As journalists, the concept of freedom of speech is close to our hearts. We believe in the right of opinion and we make room on our various platforms for a wonderful variety of diverse voices.
However, this week we have done something we’ve never had to do before – police our social media platforms. The hate and the bile that has been spewed across Facebook, Twitter and Instagram by what is usually an informed and engaged audience has been a shock to a team that has, until now, enjoyed the level and type of engagement that usually happens on our platforms.
This week has seen a shift. We posted last Sunday’s gorgeous picture spread of a lesbian couple on our Instagram and Facebook pages. We ended up having to play moderator because the homophobic and distasteful comments, as well as the attacks on the female body, were unprecedented, uncalled for and unwarranted.

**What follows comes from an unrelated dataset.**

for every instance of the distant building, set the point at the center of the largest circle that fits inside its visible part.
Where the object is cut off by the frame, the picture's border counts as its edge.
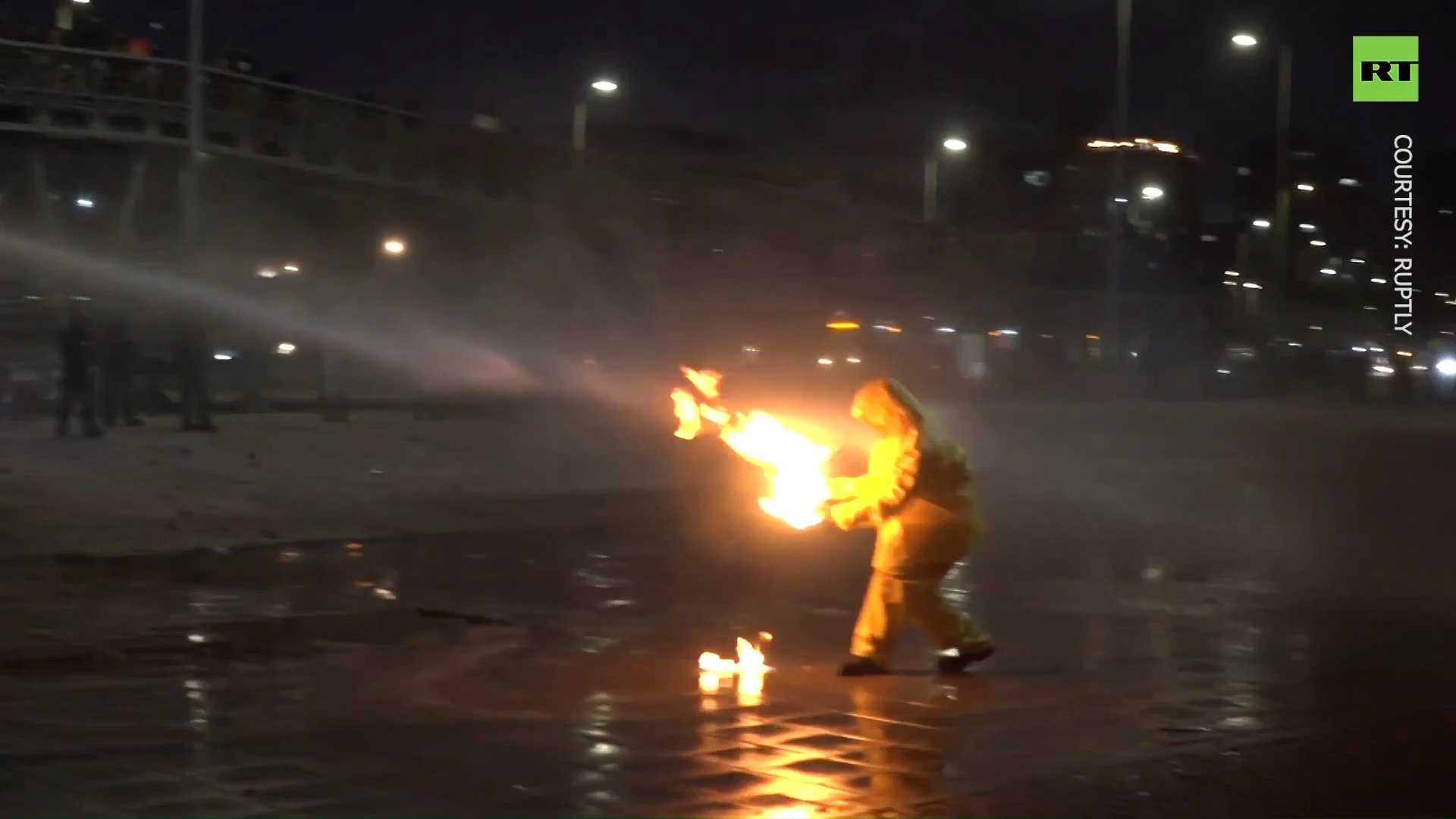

Then the article about the violence in Pretoria’s CBD evoked a barrage of xenophobic comments. We deleted them, but they kept coming. This is not the South Africa that we envisioned, and it is certainly not the South Africa that is kept in check by the Constitution – that beautiful, all-encompassing document in which the foundations of this nation were built and are so beautifully set out.
The othering must stop. We know better than this. We have experienced this first-hand and are still trying to find our way out of the sinkhole apartheid threw us into.
We South Africans need to be better.